Nouvelles d’E.Giboulot, le viticulteur en biodynamie bourgignon jugé aujourd’hui
Dernières nouvelles : le procureur aurait requis 1000 euros d’amende avec sursis.
Rappel de l’affaire :
Dijon (AFP) – Un vigneron bio de Côte-d’Or comparaît lundi à Dijon pour avoir refusé de traiter ses ceps contre une maladie, la flavescence dorée, un procès qui scandalise les écologistes tandis que la profession bourguignonne s’inquiète d’une mauvaise publicité.
L’affaire débute au printemps dernier, quand la découverte de foyers de la maladie près de Beaune conduit le préfet à imposer de traiter tous les vignobles du département contre la cicadelle, l’insecte qui répand la flavescence dorée.
Viticulteur en biodynamie depuis les années 1970, Emmanuel Giboulot s’y refuse sur les dix hectares qu’il exploite en Côte-de-Beaune et Haute-Côte de Nuits. Même à la pyréthrine, pesticide naturel. Après un contrôle en juillet de la Direction régionale de l’agriculture, il a été convoqué devant la justice et encourt six mois d’emprisonnement et 30.000 euros d’amende.
« Je n’ai jamais dit qu’il ne fallait pas traiter, mais il faut traiter là où c’est nécessaire », a déclaré M. Giboulot avant l’audience lundi, soulignant qu’en Côte-d’Or il n’y avait pas encore de maladie avérée selon lui.

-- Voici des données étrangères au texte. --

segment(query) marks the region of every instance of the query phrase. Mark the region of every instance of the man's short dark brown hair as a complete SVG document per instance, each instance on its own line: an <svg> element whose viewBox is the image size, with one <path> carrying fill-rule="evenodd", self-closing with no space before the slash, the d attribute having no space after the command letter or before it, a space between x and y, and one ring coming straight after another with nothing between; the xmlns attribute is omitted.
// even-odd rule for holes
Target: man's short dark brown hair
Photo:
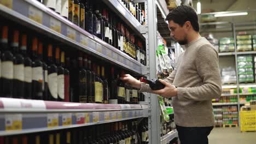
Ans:
<svg viewBox="0 0 256 144"><path fill-rule="evenodd" d="M199 23L196 11L188 6L188 5L181 5L175 9L173 9L167 16L166 21L173 21L178 23L179 26L183 26L186 21L190 21L193 29L196 32L199 32Z"/></svg>

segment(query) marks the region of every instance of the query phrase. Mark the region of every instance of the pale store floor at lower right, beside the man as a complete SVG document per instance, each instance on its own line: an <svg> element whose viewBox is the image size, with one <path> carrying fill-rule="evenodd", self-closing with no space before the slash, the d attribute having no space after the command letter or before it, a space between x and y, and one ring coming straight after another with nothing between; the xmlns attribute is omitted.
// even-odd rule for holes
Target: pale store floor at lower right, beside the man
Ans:
<svg viewBox="0 0 256 144"><path fill-rule="evenodd" d="M214 128L208 136L209 144L255 144L256 131L242 132L240 128Z"/></svg>

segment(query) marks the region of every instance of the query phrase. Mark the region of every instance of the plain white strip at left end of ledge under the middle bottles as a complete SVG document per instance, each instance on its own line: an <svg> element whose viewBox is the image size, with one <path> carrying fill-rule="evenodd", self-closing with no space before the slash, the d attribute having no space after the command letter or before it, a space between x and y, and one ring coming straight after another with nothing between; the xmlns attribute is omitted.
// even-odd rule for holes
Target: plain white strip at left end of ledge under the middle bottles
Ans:
<svg viewBox="0 0 256 144"><path fill-rule="evenodd" d="M11 99L1 98L5 110L45 110L46 106L43 100L28 100L28 99Z"/></svg>

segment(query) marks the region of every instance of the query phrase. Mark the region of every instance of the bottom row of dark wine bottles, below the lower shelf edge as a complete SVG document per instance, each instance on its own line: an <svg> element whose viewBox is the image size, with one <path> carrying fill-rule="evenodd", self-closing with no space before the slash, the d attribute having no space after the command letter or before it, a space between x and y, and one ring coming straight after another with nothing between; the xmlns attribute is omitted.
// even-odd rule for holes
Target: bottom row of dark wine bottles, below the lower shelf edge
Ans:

« Est-ce qu’on va donner de la chimiothérapie à quelqu’un, en prévention d’un éventuel futur cancer? », a-t-il ajouté.
– Champagne et accordéon –
Trois cents à 400 personnes, selon une journaliste de l’AFP, étaient rassemblées devant le tribunal en soutien au vigneron, à l’appel d’organisations écologistes. Des tables étaient dressées pour un pique-nique au soleil et au son d’un accordéon, des convives trinquant même au champagne.
« Emmanuel Giboulot est un honnête citoyen », « Pesticides veut dire tuer », « Logique préfectorale », « Pesticides aveugles », pouvait-on lire sur des pancartes.

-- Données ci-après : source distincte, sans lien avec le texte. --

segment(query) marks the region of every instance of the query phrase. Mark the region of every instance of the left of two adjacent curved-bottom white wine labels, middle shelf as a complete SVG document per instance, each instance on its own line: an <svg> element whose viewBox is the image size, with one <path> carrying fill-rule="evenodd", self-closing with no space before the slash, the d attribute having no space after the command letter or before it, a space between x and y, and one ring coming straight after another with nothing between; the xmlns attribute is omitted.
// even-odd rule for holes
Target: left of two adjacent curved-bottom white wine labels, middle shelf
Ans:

Selon le chef du Service régional de l’alimentation, Olivier Lapôtre, la flavescence dorée est « une maladie mortelle et très contagieuse », d’où la nécessité de traiter partout.
Un important foyer avait été découvert fin 2011 dans le nord Mâconnais, en Saône-et-Loire. « Presque tout le vignoble français est touché, hormis le Jura, la Champagne et l’Alsace », précise Denis Thiéry de l’Institut national de recherche agronomique de Bordeaux, pour qui l’épidémie, apparue en France en 1949 en Armagnac (sud-ouest), « explose depuis une dizaine d’années ».
Reste que selon la préfecture de Bourgogne, une seule parcelle de 0,20 hectare, fortement touchée par la flavescence dorée en 2013, a dû être arrachée, contre 11,3 ha en 2012. Pour l’avocat du vigneron, Me Benoist Busson, le préfet n’était en outre pas compétent à agir, « seul le ministre » l’étant, en l’absence d’urgence motivée dans son arrêté.
– Martyr du bio –
Pour lui, le préfet a même fait du zèle: un arrêté ministériel de 2003, revu récemment, prévoit que lorsqu’un cep est contaminé sur une parcelle, le périmètre de lutte contre la flavescence dorée inclut la commune où elle se trouve et éventuellement ses voisines, « mais pas tout le département ».
« La liberté de choix, en l’absence de menace sanitaire avérée, devrait être de mise », martèle Sandrine Bélier, députée européenne EELV du Grand Est, qui voit dans l’assignation du vigneron une « absurdité ».
Le Bureau interprofessionnel des vins de Bourgogne (BIVB) dénonce quant à lui des « contre-vérités » autour du cas de M. Giboulot, dont il refuse de faire un martyr du bio car « il n’est pas l’unique défenseur de la nature ».
Dans le collimateur du BIVB, une vidéo lancée par l’Institut pour la protection de la santé naturelle, association basée à Bruxelles, promeut des « solutions alternatives » pour lutter contre la cicadelle.
« Dire qu’il suffit de mettre des pièges orange et un peu d’argile, ce n’est pas vrai (…) Si l’on constate, par une analyse fine comme nous l’avons fait, qu’il n’y pas d’autre choix, il faut traiter », insiste Pascal Lambert, du Service d’écodéveloppement agrobiologique et rural de Bourgogne.
« Non, la Bourgogne ne pollue pas » en traitant ses vignes, tonne Claude Chevalier, président du BIVB, pour qui ce procès ne fait pas une bonne publicité aux crus bourguignons, notamment à l’étranger.